The Bible pronounces a blessing on those who "keep the words" of the book of Revelation (Rev. 1:3), and rebukes those who do not recognize the signs of the times (Matt. 16:3).  So we do not dare bury our heads in the sand about what is happening around us.  But you are right that too many people have become fatalists.  They forget that Jesus was no fatalist about the approach of His own personal apocalypse (Calvary).  Instead, He said, "I must work the works of Him who sent Me while it is day; the night is coming when no one can work (John 9:4)."

If we are followers of Christ, we must walk as He walked.  We must work all the harder as we see the night approaching, knowing that Judgment Day follows, and people need to be ready (Heb. 10:25)!

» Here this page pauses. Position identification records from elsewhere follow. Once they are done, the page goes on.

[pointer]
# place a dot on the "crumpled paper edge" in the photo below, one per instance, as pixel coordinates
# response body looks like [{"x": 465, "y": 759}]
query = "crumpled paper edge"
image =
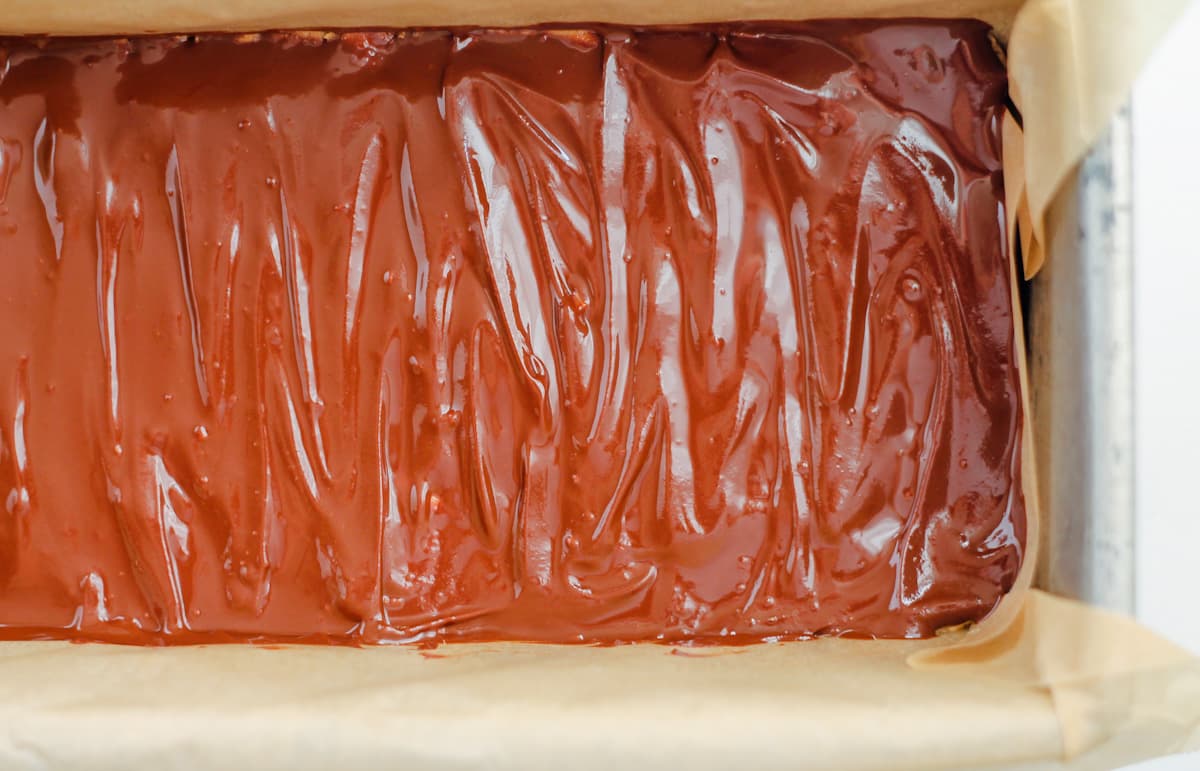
[{"x": 1042, "y": 683}]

One of the scariest things Jesus ever said is, “Out of your own mouth I will judge you” (Luke 19:22).  At least, it’s scary to me as a writer and generally wordy person.  It’s oh-so-much easier to say things than to do them!

How am I doing?  Is my end-times fascination influencing me to try to reach others more faithfully?  (That’s a rhetorical question.  I’m not asking for an answer.) 

It’s easy to hide behind my blog and say, “I’m really trying to reach people by what I write.”  That’s true, of course, and I’m not looking down on this ministry at all.  But I don’t think that God intended me to ignore the people around me…neighbors, store clerks, strangers on the street.  I’m not doing anything for their eternal souls, am I?

And yet, apart from having the Spirit move me toward a particular person (which He has done on rare occasions), how do I know who to talk to?  I’m not a street-corner evangelist.  Some (like Kirk Cameron and Ray Comfort) are called to that sort of ministry, and I thank God for them.  But it’s not my calling.

Talk to me, readers.  Do you just “cold-call” people with the Gospel?  Hand out tracts?  Wait for the Spirit’s urging toward a particular person? 

How do you share Christ with people outside of the Internet?